I made a map again with a larger area that the previous area was inside (with 4 burst and larg subset).

But the numerical values of the subsidence of the previous area in the map are not the same as the larger range.
For example, the amount of subsidence of a point in the first map is -0.2 meters
But in the second map, -0.5 meters has been obtained (in same point and same UTM).
Can anyone help me Why this difference??

This is not surprising to me. DInSAR was never a technique for the precise estimation of deformation of single pixels. It is great for getting spatial patterns of deformations within an area, but not very precise at the very local scale. If you need displacements for small objects (e.g. one building), you better work with persistent scatterer approaches which only use information from areas which provide a robust signal over a larger time series (e.g. 20 images).
In your case, unwrapping is probably why your data is different. Unwapping of the phase has several random and iterative components so even if you run it twice for exactly the same data, you end up with slightly different results. Most importantly the size of your are determines the tiling (10x10) of the single parts to be unwrapped and merged afterwards.
The more low coherence areas with phase noise you have, the stronger is the difference between different runs.

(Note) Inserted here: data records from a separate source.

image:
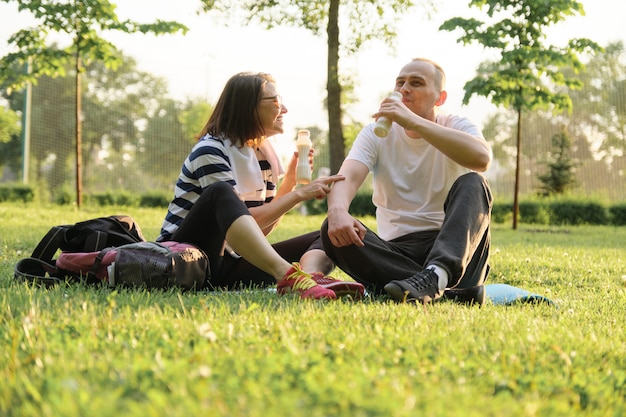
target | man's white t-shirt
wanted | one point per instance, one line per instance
(411, 178)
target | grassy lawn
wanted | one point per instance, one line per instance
(86, 351)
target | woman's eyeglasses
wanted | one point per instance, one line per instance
(278, 100)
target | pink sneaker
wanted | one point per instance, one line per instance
(298, 281)
(341, 288)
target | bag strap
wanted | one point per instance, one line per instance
(50, 243)
(37, 271)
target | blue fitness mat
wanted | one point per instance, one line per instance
(504, 294)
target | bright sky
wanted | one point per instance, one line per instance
(199, 63)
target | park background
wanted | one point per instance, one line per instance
(140, 121)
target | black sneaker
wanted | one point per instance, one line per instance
(422, 287)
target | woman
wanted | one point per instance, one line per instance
(226, 198)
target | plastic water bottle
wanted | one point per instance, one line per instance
(383, 124)
(303, 168)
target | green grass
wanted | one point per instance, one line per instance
(84, 351)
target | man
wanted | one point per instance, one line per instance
(433, 208)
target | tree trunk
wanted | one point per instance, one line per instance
(335, 128)
(517, 168)
(79, 133)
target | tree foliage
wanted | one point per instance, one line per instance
(526, 74)
(560, 175)
(84, 22)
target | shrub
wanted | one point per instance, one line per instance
(618, 214)
(534, 212)
(502, 212)
(17, 192)
(576, 213)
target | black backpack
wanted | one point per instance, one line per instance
(91, 235)
(112, 250)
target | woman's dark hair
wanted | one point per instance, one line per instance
(236, 115)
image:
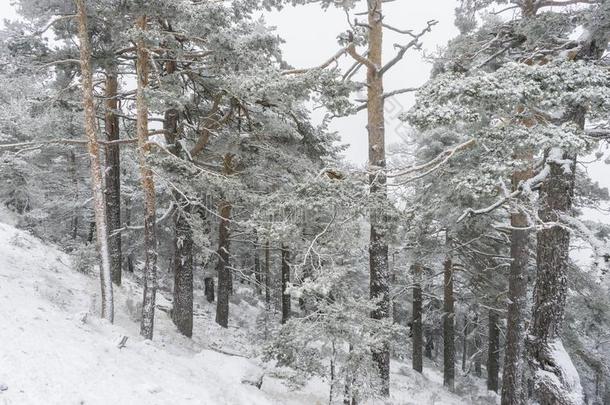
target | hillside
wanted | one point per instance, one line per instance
(55, 350)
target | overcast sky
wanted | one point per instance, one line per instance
(311, 38)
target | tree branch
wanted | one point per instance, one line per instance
(351, 50)
(404, 48)
(334, 58)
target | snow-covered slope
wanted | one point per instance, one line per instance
(54, 350)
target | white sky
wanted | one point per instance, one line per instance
(311, 33)
(310, 36)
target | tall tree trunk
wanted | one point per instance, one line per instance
(493, 351)
(465, 345)
(477, 345)
(128, 239)
(550, 290)
(417, 327)
(267, 275)
(448, 327)
(97, 178)
(148, 186)
(182, 311)
(378, 246)
(286, 304)
(224, 274)
(72, 169)
(512, 376)
(182, 261)
(113, 173)
(258, 275)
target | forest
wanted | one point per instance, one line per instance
(179, 208)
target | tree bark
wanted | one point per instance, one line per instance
(74, 175)
(182, 261)
(267, 275)
(378, 246)
(512, 376)
(417, 327)
(286, 304)
(477, 346)
(97, 178)
(209, 289)
(113, 174)
(550, 290)
(224, 274)
(493, 351)
(448, 327)
(148, 187)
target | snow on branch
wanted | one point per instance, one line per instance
(386, 95)
(404, 48)
(334, 58)
(524, 187)
(431, 165)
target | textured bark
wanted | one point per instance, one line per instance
(97, 178)
(258, 275)
(182, 261)
(378, 246)
(224, 274)
(550, 290)
(148, 187)
(448, 328)
(493, 351)
(182, 311)
(72, 169)
(477, 346)
(209, 289)
(267, 275)
(286, 303)
(465, 345)
(512, 376)
(417, 327)
(113, 174)
(128, 239)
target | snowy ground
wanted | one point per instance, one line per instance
(55, 350)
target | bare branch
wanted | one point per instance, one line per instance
(351, 50)
(334, 58)
(386, 95)
(404, 48)
(432, 165)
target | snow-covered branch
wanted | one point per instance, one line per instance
(404, 48)
(431, 165)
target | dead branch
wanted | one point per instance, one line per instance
(404, 48)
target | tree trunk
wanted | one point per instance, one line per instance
(258, 276)
(113, 174)
(128, 239)
(267, 276)
(224, 274)
(550, 290)
(97, 178)
(465, 345)
(182, 261)
(417, 327)
(477, 345)
(286, 305)
(148, 187)
(182, 312)
(74, 175)
(493, 351)
(209, 288)
(448, 328)
(512, 376)
(378, 246)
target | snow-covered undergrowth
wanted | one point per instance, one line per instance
(55, 350)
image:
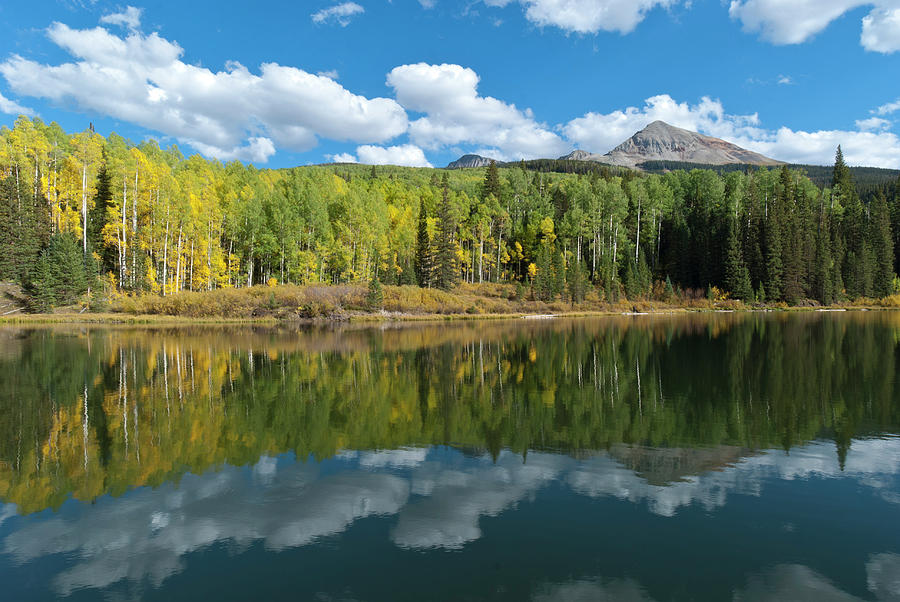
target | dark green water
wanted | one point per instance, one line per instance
(705, 457)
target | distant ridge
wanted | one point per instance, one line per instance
(469, 161)
(660, 141)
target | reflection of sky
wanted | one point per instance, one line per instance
(436, 499)
(784, 582)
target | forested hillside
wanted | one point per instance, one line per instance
(80, 212)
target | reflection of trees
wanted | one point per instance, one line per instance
(163, 402)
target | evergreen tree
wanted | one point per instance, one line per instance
(59, 277)
(558, 281)
(823, 288)
(774, 266)
(447, 272)
(882, 243)
(424, 261)
(491, 184)
(737, 276)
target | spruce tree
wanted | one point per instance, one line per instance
(558, 282)
(882, 246)
(59, 277)
(491, 184)
(737, 276)
(446, 245)
(774, 266)
(424, 261)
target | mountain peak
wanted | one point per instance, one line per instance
(468, 161)
(660, 141)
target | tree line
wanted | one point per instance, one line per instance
(83, 213)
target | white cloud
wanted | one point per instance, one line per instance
(342, 158)
(887, 109)
(130, 18)
(456, 114)
(873, 124)
(407, 155)
(339, 13)
(229, 114)
(796, 21)
(598, 132)
(13, 108)
(881, 30)
(587, 16)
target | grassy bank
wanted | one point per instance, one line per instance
(264, 304)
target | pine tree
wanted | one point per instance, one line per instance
(491, 181)
(424, 261)
(774, 266)
(822, 288)
(737, 276)
(558, 282)
(59, 277)
(882, 246)
(446, 246)
(895, 224)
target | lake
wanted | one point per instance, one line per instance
(695, 457)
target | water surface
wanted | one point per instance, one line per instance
(703, 457)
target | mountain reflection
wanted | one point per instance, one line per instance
(86, 412)
(437, 500)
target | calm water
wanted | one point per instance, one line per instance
(744, 457)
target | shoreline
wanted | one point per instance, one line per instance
(388, 317)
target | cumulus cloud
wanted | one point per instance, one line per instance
(406, 155)
(600, 132)
(881, 30)
(228, 114)
(146, 534)
(455, 114)
(887, 109)
(130, 18)
(339, 13)
(281, 504)
(797, 21)
(587, 16)
(873, 124)
(13, 108)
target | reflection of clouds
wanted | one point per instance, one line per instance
(395, 458)
(145, 534)
(871, 462)
(619, 590)
(777, 584)
(883, 576)
(7, 511)
(797, 582)
(456, 499)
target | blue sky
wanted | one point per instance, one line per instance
(422, 81)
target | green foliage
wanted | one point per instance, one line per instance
(160, 223)
(59, 277)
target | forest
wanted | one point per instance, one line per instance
(84, 218)
(99, 411)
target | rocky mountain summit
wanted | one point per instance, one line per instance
(660, 141)
(467, 161)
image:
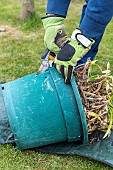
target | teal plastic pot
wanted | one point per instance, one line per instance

Can you please share your interferogram?

Thank you very much for your answer
Of course, the absolute amount of displacement is not important to me.I need the relative displacement of a few pixels relative to each other and not much care.I just want to know if in the distance between two photos( one year), whether the changes of the pixels in relation to each other are the same size or different? the numbers that I get show a difference of one or two centimeters.I do not know whether this conclusion is correct or not, that the amount of difference in displacement of pixels close to each other(T1,T2,…T6) is very small ?

Looks quite arbitrary to me, to be honest. The large proportions of phase noise in the image can still have a large impact on the high coherence areas. The phase filter induced an unwanted cross-like patterns in the urban area. Also, the long time between both images potentially introduces errors.
So to me, none of both products seems trustful, especially not for single pixels.